A exemplo da Unisc e da UPF, que já oferecem Medicina, instituições de ensino privado do interior do estado enxergam nas novas diretrizes do MEC a oportunidade para ampliar suas ofertas de ensino e responder à falta de médicos nas respectivas comunidades. É o caso da Univates, de Lajeado, e da Urcamp, de Bagé e região. “Há uma grande carência de médicos voltados para a saúde coletiva, que não costuma entusiasmar muitos profissionais. Nosso curso vai inserir o aluno no desempenho profissional junto às unidades básicas numa proporção de 1,4 mil horas do total de 9,3 mil horas da graduação para que o aluno conviva intensamente com os grupos familiares das pequenas comunidades, aprendendo a ouvi-las e a compreender a dinâmica saúde/doença para atuar com maior segurança no processo de cura e atuar na prevenção”, projeta Luiz Kehl, coordenador do curso de Medicina proposto ao MEC pela univates.

Comunidades, assentamentos e aldeias

Aula prática na UPF, única IES privada do interior que já dispõe dessa oferta de ensino, além da Unisc

Fabiana Beltrami/Ascom UPF

Aula prática na UPF, única IES privada do interior
que já dispõe dessa oferta de ensino, além da Unisc

Fabiana Beltrami/Ascom UPF

A Universidade Federal da Fronteira Sul (UFFS) é a primeira do país a obter a autorização para a abertura da Medicina entre as federais. De acordo com o diretor do campus Passo Fundo, Vanderlei de Oliveira Farias, a instituição pretende formar médicos com perfil generalista, voltados para a prevenção, atenção e assistência básica de saúde durante toda a graduação. Antes o aluno fazia estágios no SUS e a formação era dentro de hospitais. Em Passo Fundo, o aluno não fará visitas. Sua formação será dentro do SUS. “A vida real da medicina não é o consultório”, aponta Farias. Em Sertão, município de 6,2 mil habitantes, os alunos irão conhecer a saúde em duas comunidades quilombolas e, em Pontão (3,8 mil habitantes), em dois assentamentos da reforma agrária; em Água Santa, que tem 3,7 mil habitantes, uma aldeia indígena
kaingang; em Ernestina, 3 mil habitantes, conhecerão a vida de agricultores familiares.
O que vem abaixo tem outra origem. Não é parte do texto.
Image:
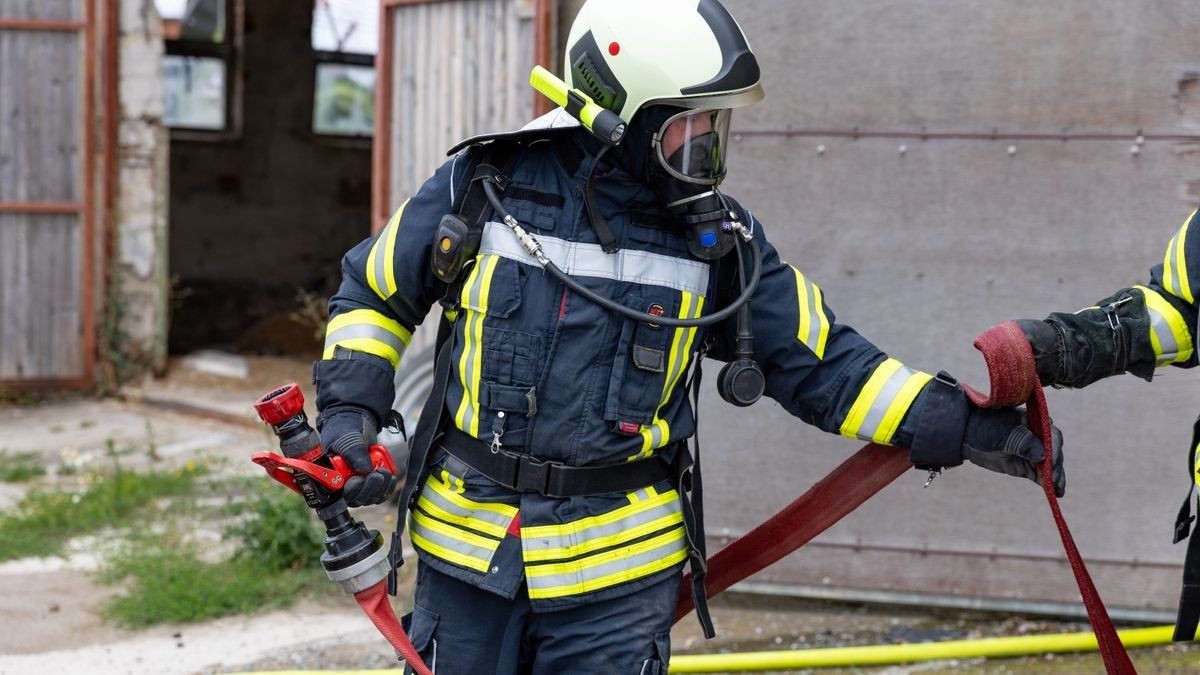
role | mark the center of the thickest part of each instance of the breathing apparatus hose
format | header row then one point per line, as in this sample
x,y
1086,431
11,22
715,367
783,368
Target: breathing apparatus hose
x,y
534,249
Em Passo Fundo, que tem 200 mil habitantes, sede do campus, moradores de dois bairros urbanos serão acompanhados. O curso conta com convênios com dois hospitais- -escola, o São Vicente de Paulo e o Hospital da Cidade. O hospital municipal Doutor César Santos também será local de aprendizagem e de aulas práticas a partir do quinto semestre.Já a Universidade Federal do Pampa (Unipampa), que integra um acordo de cooperação técnica financiado pelo MEC, UFSM e UFPel para a ampliação da oferta de ensino superior na Metade Sul, projeta o início da Medicina para 2015, no campus de Uruguaiana, onde estão centralizadas 14 graduações da área da Saúde e pós-graduações em Farmácia e Bioquímica. A região de fronteira enfrenta a falta de médicos e dificuldades na retenção de profissionais, com fraco desempenho nas estratégias de saúde, explica a coordenadora, Odete Torres. “Não se trata apenas de humanizar a saúde, mas sim de valorizar a atenção básica, ampliar e qualificar esses serviços que são as portas de entrada ao sistema de saúde, aumentando a sua resolutividade e qualificando a atuação dos profissionais na atenção básica. Ganha a população, ganham os profissionais, ganha a saúde e o SUS”.

NOTA DO EDITOR (ATUALIZAÇÃO) – Quatro municípios gaúchos foram pré-selecionados pelo MEC para receber cursos de medicina (leia mais)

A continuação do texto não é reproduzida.